Compression, De-duplication, Encryption, Which comes first?
March 10th, 2008
The increasing explosion of data is driving the need to reduce what we store, not only to reduce the capital cost for storage capacity but also to reduce the operational costs of managing an ever increasing amount of data.
In response the storage industry has developed technologies like compression, single instance store, and de-duplication which are rapidly being deployed this year. You can find solutions that are deployed in the application server, the SAN, the storage array, or backup/archive appliance. Careful consideration must be given to where you deploy these tools, since the where, will impact performance and effectiveness as I pointed out in my previous post.
Another technology that we will see more businesses deploying this year will be encryption. The primary driver for this is the need for protection of personal data, which was highlighted by too many well publicized incidents over the past few years. Here again there will be many choices for the deployment of this technology. Vendors will offer solutions for data in flight and data at rest. Application vendors, HBA vendors, switch vendors, storage vendors, backup vendors, archive vendors, and even disk drive vendors will provide many choices. Here again, where you deploy this technology will make a difference in performance and effectiveness.
You will also need to consider where you do encryption in relation to where you are implementing data reduction tools like compression, single instance store, and de-duplication.
The objective of data reduction tools is to find similar bit strings or instances of data and eliminate them from the data stream while preserving the ability to retrieve the content. On the other hand encryption will reshuffle the bits to make the bit stream look random, creating different cipher text for the same plain text. So if you do encryption before you do data reduction, you will most probably negate the effects of data reduction. Data that is being backed up or archived for compliance will most likely require encryption. This type of data also contains a lot of redundancies which can benefit the most from data reduction.

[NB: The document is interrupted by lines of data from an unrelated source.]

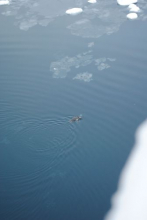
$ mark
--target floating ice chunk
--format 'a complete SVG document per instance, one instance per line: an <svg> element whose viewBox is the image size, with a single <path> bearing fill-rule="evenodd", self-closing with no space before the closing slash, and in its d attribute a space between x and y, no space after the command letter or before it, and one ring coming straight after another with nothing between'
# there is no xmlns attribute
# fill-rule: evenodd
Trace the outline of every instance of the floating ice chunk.
<svg viewBox="0 0 147 220"><path fill-rule="evenodd" d="M2 0L0 1L0 5L9 5L10 2L8 0Z"/></svg>
<svg viewBox="0 0 147 220"><path fill-rule="evenodd" d="M133 3L137 3L138 0L117 0L119 5L130 5Z"/></svg>
<svg viewBox="0 0 147 220"><path fill-rule="evenodd" d="M77 14L80 14L82 11L83 11L82 8L71 8L71 9L68 9L66 11L66 14L68 14L68 15L77 15Z"/></svg>
<svg viewBox="0 0 147 220"><path fill-rule="evenodd" d="M88 47L93 47L94 46L94 42L90 42L89 44L88 44Z"/></svg>
<svg viewBox="0 0 147 220"><path fill-rule="evenodd" d="M136 132L135 146L120 176L105 220L147 219L147 120Z"/></svg>
<svg viewBox="0 0 147 220"><path fill-rule="evenodd" d="M135 5L135 4L129 5L129 6L128 6L128 9L129 9L130 11L140 12L140 8L139 8L137 5Z"/></svg>
<svg viewBox="0 0 147 220"><path fill-rule="evenodd" d="M79 79L84 82L90 82L92 80L92 73L88 73L88 72L79 73L73 79Z"/></svg>
<svg viewBox="0 0 147 220"><path fill-rule="evenodd" d="M129 14L127 14L127 18L136 19L136 18L138 18L138 15L136 13L129 13Z"/></svg>
<svg viewBox="0 0 147 220"><path fill-rule="evenodd" d="M88 0L88 2L93 4L93 3L96 3L97 1L96 0Z"/></svg>

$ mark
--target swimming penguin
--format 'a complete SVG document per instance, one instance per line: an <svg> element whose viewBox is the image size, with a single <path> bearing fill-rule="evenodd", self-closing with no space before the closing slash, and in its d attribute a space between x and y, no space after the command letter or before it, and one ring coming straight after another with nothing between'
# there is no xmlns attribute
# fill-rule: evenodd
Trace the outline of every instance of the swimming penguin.
<svg viewBox="0 0 147 220"><path fill-rule="evenodd" d="M70 122L80 121L80 120L82 120L82 116L75 116L70 120Z"/></svg>

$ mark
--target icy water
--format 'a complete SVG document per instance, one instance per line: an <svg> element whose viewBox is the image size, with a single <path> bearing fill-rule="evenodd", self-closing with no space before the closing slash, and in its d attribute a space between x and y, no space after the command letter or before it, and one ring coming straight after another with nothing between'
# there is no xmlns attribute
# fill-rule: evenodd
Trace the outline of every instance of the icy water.
<svg viewBox="0 0 147 220"><path fill-rule="evenodd" d="M138 6L136 20L115 0L0 6L1 220L104 219L147 116Z"/></svg>

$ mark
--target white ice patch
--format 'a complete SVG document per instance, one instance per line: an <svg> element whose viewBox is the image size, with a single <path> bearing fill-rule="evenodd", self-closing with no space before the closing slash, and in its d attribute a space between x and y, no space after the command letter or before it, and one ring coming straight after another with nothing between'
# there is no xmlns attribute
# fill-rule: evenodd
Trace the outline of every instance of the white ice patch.
<svg viewBox="0 0 147 220"><path fill-rule="evenodd" d="M129 11L140 12L140 8L135 4L129 5L128 9L129 9Z"/></svg>
<svg viewBox="0 0 147 220"><path fill-rule="evenodd" d="M77 15L77 14L80 14L81 12L83 12L82 8L71 8L71 9L68 9L66 11L66 14L68 14L68 15Z"/></svg>
<svg viewBox="0 0 147 220"><path fill-rule="evenodd" d="M96 3L97 1L96 1L96 0L88 0L88 2L94 4L94 3Z"/></svg>
<svg viewBox="0 0 147 220"><path fill-rule="evenodd" d="M147 219L147 120L139 126L135 137L135 146L121 172L105 220Z"/></svg>
<svg viewBox="0 0 147 220"><path fill-rule="evenodd" d="M92 80L92 73L88 73L88 72L79 73L73 79L79 79L84 82L90 82Z"/></svg>
<svg viewBox="0 0 147 220"><path fill-rule="evenodd" d="M0 5L9 5L10 2L8 0L0 1Z"/></svg>
<svg viewBox="0 0 147 220"><path fill-rule="evenodd" d="M133 3L137 3L138 0L117 0L119 5L130 5Z"/></svg>
<svg viewBox="0 0 147 220"><path fill-rule="evenodd" d="M138 18L138 15L136 13L129 13L129 14L127 14L127 18L133 20L133 19Z"/></svg>

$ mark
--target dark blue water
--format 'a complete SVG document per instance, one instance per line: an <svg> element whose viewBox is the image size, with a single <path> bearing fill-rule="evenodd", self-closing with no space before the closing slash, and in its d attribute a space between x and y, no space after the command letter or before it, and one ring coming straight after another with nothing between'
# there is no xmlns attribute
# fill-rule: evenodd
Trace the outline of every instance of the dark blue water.
<svg viewBox="0 0 147 220"><path fill-rule="evenodd" d="M1 220L104 219L147 116L138 6L134 21L110 0L0 6Z"/></svg>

If you are considering the use of data reduction tools today, and see the need to use encryption in the future, or vice a versa, you should plan to do the data reduction before you do encryption. The Hitachi HCAP platform for active archive will incorporate single instance store with encryption under the covers, so you won’t have to worry about it.


Hu,
What you describe is true for mature storage technologies, and, short term, customers have little choice in the matter.

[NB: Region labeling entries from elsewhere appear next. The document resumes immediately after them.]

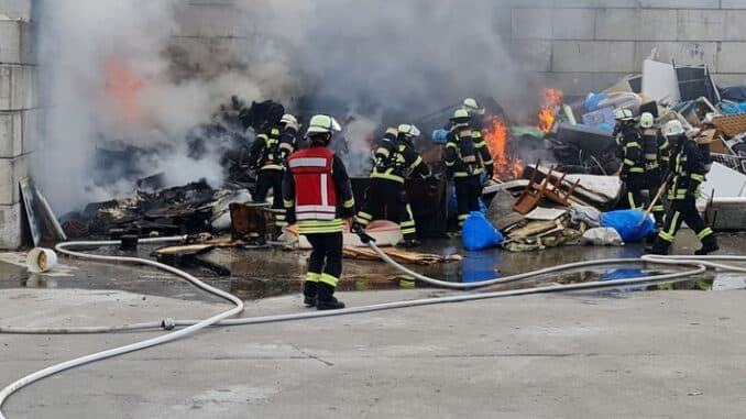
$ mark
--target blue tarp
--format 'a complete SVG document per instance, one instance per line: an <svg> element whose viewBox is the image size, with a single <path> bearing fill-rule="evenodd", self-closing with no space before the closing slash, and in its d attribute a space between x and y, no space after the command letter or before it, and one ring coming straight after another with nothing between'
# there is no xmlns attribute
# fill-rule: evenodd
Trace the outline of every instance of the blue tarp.
<svg viewBox="0 0 746 419"><path fill-rule="evenodd" d="M461 242L468 251L481 251L495 247L503 242L503 234L479 211L473 211L463 223Z"/></svg>
<svg viewBox="0 0 746 419"><path fill-rule="evenodd" d="M638 243L656 229L652 216L648 216L645 222L637 227L644 216L645 212L639 210L604 212L601 214L601 227L616 230L625 243Z"/></svg>

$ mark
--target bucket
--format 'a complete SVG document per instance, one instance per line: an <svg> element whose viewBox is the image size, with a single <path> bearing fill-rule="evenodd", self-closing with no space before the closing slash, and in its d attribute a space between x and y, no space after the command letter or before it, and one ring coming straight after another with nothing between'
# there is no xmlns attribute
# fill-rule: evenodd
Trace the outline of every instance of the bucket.
<svg viewBox="0 0 746 419"><path fill-rule="evenodd" d="M33 273L47 272L57 264L57 254L52 249L34 247L26 256L26 267Z"/></svg>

However, long-term we must rethink storage from the ground up. I have reviewed at least two available technologies that render traditional encryption and backups less valuable (perhaps unnecessary) while providing most of the benefits of de-duplication. Both prove obfuscation can be accomplished without reshuffling bits, and backups can be accomplished without multiple copies.
I’d like to see HDS incorporate these innovations into its product portfolio.